FRASES PARA REFLEXIONAR

"Los escritores somos seres heridos. Por eso creamos otra realidad". Paul Auster



domingo, 13 de julio de 2014

POETICA PUPILUUM (IV)


UNA COSA DE LA FAMILIA.


CAPÍTULO I

El olor a barbacoa inundaba todo el patio y el leve viento que había no hacía más que esparcirlo por todos los rincones de la casa. El murmullo no tenía mucho volumen pero era igual de incordiante que el de los restaurantes atestados de gente. Todo el mundo estaba en las mesas del patio charlando animadamente, ignorando a aquel niño sentado a la sombra del árbol más alejado de las mesas. Él los observaba cuidadosamente. Veía sus gestos, el movimiento de las bocas, la forma en que los hombros se les agitaban cuando se reían... Más allá, detrás de esas personas, estaban sus padres. Para él, hacían la pareja perfecta. La preciosa sonrisa de su madre cuando veía a su padre era algo que nunca iba a olvidar. A pesar de que no hablase mucho con ellos, los quería de aquí hasta la luna y un poquito más allá.
Su madre se giró y le pilló observándola; sonrió y le indicó que se acercase. Él no quería. No quería ir con toda esa gente que gritaba mucho, que hacían muchas preguntas y que lo hacían sentirse incómodo. No le gustaban mucho las personas a excepción de sus padres y, algunas veces, su hermana. La gente que normalmente visitaba a sus padres siempre conseguía que su padre le riñese. <<Tienes que hablar más>>, le decía, <<Sólo quieren conocerte>>. Pero él no quería que ellos lo conocieran. Intentaba complacerlos sonriéndoles, ofreciéndoles galletas (nunca sus favoritas) y el mando de la tele. Más no podía hacer.
Cuando intentaba hablar un poco más, acababa en su cuarto al borde de las lágrimas, preguntándose si sus padres pensarían lo mismo de él. Eres muy callado, usa colores más alegres, péinate de otra manera, deberías parecerte más a tu hermana... Muchos cumplidos, podríamos decir. Siempre lograban que se preguntase muchas cosas, que se viese al espejo y empezase a notar esos defectos que mencionaban tanto. Lo curioso era que esa gente nunca le decía esas cosas delante de sus padres. Pero él no se atrevía a contárselo por miedo a que no le creyesen. Esa gente también tenía hijos, y esos niños eran iguales o peor que ellos. Cuando, por obligación, iba a jugar con ellos, acababan llamándole aguafiestas o aburrido. Su forma de divertirse consistía en tirarse al río desde una roca alta, ir al bosque a buscar nidos de serpientes, subirse a un árbol e intentar llegar al punto más alto... Él nunca quería hacer esas cosas porque pensaba que eran peligrosas, que alguien podía salir herido. Si ellos querían arriesgarse, allá ellos, pero él prefería tener todos sus miembros intactos.
Algunas veces jugaban a cosas más comunes, como a la pelota o al escondite, pero eso tampoco le emocionaba o le llamaba la atención. En realidad, nada llamaba su atención. Al menos, nada de lo que les gustaba a los demás niños.
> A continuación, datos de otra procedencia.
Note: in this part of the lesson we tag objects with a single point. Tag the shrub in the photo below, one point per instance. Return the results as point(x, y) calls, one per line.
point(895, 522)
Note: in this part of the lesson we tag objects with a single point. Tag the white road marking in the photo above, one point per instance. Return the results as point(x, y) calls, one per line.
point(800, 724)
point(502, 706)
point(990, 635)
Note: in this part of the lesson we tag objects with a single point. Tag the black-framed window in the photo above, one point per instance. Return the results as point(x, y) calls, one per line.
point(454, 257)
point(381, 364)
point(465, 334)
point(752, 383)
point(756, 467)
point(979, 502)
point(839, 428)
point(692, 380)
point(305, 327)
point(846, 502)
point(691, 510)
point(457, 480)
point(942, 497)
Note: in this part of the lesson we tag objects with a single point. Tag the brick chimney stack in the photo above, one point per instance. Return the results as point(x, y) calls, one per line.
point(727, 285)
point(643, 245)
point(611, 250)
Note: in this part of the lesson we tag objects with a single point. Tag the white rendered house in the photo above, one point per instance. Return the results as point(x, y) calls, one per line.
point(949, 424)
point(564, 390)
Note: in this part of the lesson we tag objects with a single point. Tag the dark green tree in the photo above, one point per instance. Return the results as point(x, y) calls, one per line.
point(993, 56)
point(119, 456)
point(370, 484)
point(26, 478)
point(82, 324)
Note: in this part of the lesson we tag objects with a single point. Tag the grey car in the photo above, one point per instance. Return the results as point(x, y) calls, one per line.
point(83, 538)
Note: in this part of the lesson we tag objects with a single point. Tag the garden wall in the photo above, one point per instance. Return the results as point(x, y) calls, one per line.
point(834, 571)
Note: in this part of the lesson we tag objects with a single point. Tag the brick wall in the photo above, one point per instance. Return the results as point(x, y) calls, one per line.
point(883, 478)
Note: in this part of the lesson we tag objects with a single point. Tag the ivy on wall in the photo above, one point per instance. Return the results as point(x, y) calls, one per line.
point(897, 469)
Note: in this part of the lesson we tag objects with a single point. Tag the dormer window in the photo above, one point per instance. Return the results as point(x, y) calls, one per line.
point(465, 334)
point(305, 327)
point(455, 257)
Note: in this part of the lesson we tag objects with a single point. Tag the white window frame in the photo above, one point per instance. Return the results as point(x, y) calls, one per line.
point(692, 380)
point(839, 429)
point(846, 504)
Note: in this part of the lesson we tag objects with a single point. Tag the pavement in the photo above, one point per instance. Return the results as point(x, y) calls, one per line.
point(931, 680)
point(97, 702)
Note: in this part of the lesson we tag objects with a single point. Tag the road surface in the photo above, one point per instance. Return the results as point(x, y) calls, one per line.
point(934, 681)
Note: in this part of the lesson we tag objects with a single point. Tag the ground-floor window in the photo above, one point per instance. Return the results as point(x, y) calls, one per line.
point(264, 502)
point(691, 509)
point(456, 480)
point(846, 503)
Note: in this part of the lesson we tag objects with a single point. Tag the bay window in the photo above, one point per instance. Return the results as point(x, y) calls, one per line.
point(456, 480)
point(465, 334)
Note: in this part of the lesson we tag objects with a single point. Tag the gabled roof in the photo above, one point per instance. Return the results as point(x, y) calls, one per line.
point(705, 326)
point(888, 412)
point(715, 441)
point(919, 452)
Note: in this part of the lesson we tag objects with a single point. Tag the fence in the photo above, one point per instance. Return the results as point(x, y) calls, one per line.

A él le gustaban más los libros y los documentales que pasaban por la tele, aunque los más interesantes los echaban cuando él ayudaba a su madre a limpiar la casa, todos los días a la misma hora. Algunas veces, si tenía hecho los deberes más temprano (si no, los hacía más tarde, pero siempre los hacía) su madre le dejaba ver los documentales. Normalmente veía sólo la mitad, porque al final acababa sintiéndose culpable, ya que él era el único que la ayudaba; su hermana no hacía nada (o nunca estaba en casa) y su padre llegaba muy tarde del trabajo. Aunque aún era sólo un niño, ya tenía claro que todo lo que hiciese en la vida lo haría por su madre.
Finalmente, se levantó del césped, se sacudió el polvo y se dirigió hacia donde estaba su madre. Ella le dio un beso y le dijo que alegrase esa cara, pero con un tono dulce, como siempre. Su madre le observó con ojos llenos de compasión, y, exhalando un gran suspiro, le dijo que podía irse a su habitación. Él sonrió, le dio un beso y justo cuando iba a subir las escaleras tocaron el timbre.
—¡Cariño, abre tú, por favor!—gritó su madre.
Se dirigió a la puerta no muy alegre, pero cuando la abrió, su opinión cambió totalmente. Delante de él se encontraba la niña con los ojos más bonitos que había visto en su vida.